Basis for Developing System-wide Clinical Pathways

Kinsman, L., Rotter, T., James, E., Snow, P. & Willis, J. (2010). What is a clinical pathway? Development of a definition to inform the debate. BMC medicine, 8 (1), 31.

The article talks about Clinical Pathways, which are tools that guide evidence-based healthcare.  But, there is a widespread disagreement about their impact on hospital resources and patient outcomes.  This stems from confusion among researchers and healthcare personnel regarding what makes up a clinical pathway.  In an effort in that direction, a team of Cochrane review authors decided to create a criteria to assist in the objective identification of clinical pathways studies from the literature.

In an effort to device a criteria to define a clinical pathway, the undertook a four-stage process:  do literature review to define clinical pathway; develop a draft criteria; pilot test the criteria; and modify the criteria based on over all literature review.

Literature review and their liaison with the European Pathways Association resulted in creation of five criteria used to define a clinical pathway: (1) intervention should be structured multidisciplinary plan of care; (2) it should translate guidelines or evidence into local structures; (3) it should detail the steps in the course of treatment or care or criteria based progression; (4) it should have timeframes or criteria-based progression; and (5) it should aim to standardize care for a specific clinical problem or episode of healthcare in a specific population. 

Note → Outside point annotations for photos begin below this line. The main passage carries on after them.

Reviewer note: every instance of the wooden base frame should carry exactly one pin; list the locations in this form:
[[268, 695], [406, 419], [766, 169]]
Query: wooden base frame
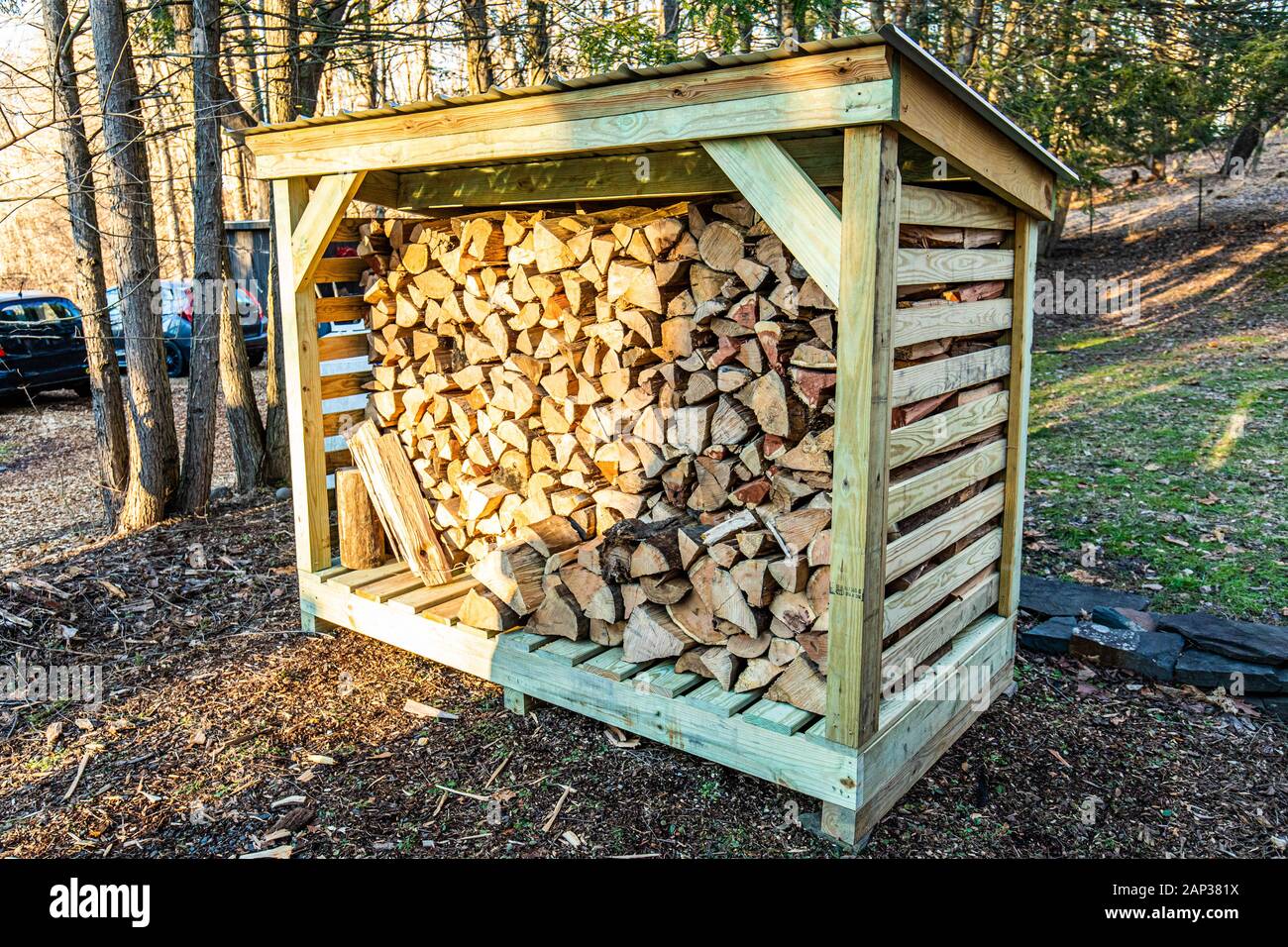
[[773, 741]]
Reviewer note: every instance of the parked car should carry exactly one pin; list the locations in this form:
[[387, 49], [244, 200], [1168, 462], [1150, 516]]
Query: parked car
[[42, 343], [175, 300]]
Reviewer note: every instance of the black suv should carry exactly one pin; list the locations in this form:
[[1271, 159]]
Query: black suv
[[42, 344]]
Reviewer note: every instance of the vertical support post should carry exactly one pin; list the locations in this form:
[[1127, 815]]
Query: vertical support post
[[1018, 419], [870, 247], [303, 385], [519, 702]]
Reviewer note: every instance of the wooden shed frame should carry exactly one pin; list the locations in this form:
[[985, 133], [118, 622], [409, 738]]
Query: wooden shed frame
[[870, 114]]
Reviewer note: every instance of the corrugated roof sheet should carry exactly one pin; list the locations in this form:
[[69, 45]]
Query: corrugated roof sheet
[[702, 62]]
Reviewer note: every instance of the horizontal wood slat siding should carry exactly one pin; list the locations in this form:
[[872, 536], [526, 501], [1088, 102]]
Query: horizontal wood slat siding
[[948, 375], [340, 308], [918, 265], [935, 631], [438, 138], [940, 431], [917, 492], [344, 385], [936, 208], [333, 423], [935, 536], [915, 324], [347, 346], [938, 582]]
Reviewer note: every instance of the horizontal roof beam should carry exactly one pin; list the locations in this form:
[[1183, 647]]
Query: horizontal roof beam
[[357, 147]]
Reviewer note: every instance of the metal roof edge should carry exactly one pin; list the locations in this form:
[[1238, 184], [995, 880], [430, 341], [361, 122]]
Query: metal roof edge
[[905, 44]]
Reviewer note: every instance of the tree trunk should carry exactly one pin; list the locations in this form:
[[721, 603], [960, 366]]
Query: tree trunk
[[281, 94], [155, 462], [478, 53], [1244, 146], [539, 42], [1052, 230], [970, 39], [209, 294], [104, 376]]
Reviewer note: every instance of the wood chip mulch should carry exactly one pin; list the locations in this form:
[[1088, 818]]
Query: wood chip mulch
[[227, 732]]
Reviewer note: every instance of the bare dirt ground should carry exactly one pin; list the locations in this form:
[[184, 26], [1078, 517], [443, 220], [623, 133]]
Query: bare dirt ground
[[226, 731]]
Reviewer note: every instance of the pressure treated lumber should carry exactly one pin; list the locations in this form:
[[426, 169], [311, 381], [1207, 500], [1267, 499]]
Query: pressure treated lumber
[[870, 215], [390, 483]]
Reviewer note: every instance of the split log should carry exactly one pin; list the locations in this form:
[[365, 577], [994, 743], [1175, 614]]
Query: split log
[[362, 539]]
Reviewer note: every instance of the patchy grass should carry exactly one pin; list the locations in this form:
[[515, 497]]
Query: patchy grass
[[1170, 459]]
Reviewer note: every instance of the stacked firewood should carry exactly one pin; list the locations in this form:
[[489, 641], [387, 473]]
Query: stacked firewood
[[622, 421]]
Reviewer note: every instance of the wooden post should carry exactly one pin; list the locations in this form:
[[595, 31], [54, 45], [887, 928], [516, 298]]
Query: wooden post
[[303, 385], [1018, 419], [870, 243]]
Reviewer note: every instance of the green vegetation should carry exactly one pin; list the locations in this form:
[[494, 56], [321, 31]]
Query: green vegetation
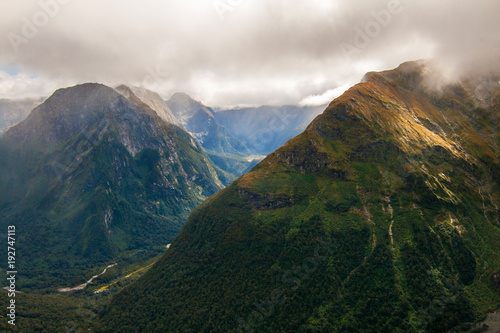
[[360, 224]]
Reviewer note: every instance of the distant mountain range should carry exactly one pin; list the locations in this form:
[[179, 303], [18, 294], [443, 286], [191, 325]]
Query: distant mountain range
[[92, 176], [382, 216], [13, 111], [264, 129]]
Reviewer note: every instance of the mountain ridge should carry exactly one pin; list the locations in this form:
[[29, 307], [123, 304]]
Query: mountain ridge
[[411, 219]]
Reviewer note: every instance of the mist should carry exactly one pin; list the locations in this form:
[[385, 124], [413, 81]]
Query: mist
[[246, 52]]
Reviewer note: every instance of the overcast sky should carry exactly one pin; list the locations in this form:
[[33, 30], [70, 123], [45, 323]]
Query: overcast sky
[[236, 52]]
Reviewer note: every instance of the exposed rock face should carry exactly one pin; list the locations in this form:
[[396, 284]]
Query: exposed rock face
[[13, 111], [382, 216]]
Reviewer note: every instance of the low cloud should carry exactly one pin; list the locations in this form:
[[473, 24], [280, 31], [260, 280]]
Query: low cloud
[[248, 52]]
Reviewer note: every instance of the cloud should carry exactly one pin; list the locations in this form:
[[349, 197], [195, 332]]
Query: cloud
[[325, 98], [240, 51]]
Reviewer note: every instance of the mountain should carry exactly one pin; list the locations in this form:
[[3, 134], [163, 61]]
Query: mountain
[[382, 216], [91, 178], [264, 129], [154, 101], [226, 151], [13, 111]]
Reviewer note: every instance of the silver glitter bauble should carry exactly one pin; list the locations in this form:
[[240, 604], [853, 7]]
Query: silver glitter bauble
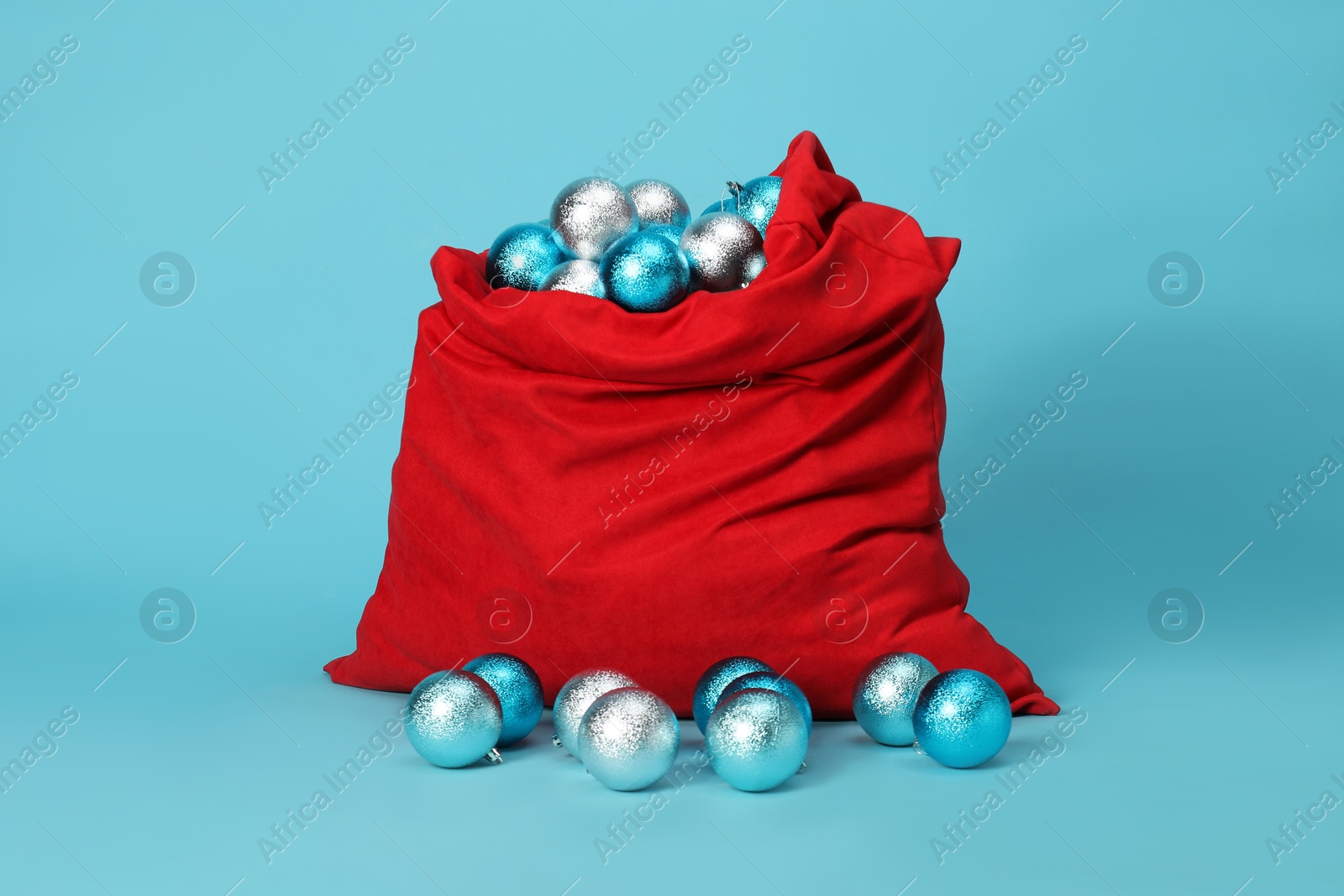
[[885, 696], [580, 275], [716, 679], [575, 699], [723, 250], [454, 719], [659, 203], [756, 739], [591, 214], [629, 738]]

After pilot testing it was concurred that if an intervention met the first criteria, and in addition three out of the other four, then it should be considered as a clinical pathway.  Therefore, this criteria can be used as a basis of development of standardized, internationally accepted definition of a clinical pathway, and for the pathways themselves. 

The method employed is simple and credible.  It stress on the fact that there is widespread disagreement over their impact on hospital resources and patient outcomes.  I believe the disagreement comes for conflicting priorities on the management and the physicians.  However, it is not difficult to resolves as such conflicts happen across the spectrum of healthcare delivery.  Further, I believe that care pathways should have flexibility built in to allow customization based on patient’s needs and that of the providers.  So long as the patient reach the right destination within the broad parameters of pathways it is fine.  Keeping this way we will be able to balance both outcome and resources.

Also, there is need to have multi-disciplinary teams to discuss clinical pathways, so that everybody’s perspective is taken into account, and appropriate clinical pathways are developed.  These teams “should” have representation from every possible sector and profession that may be required to participate in the delivery of care.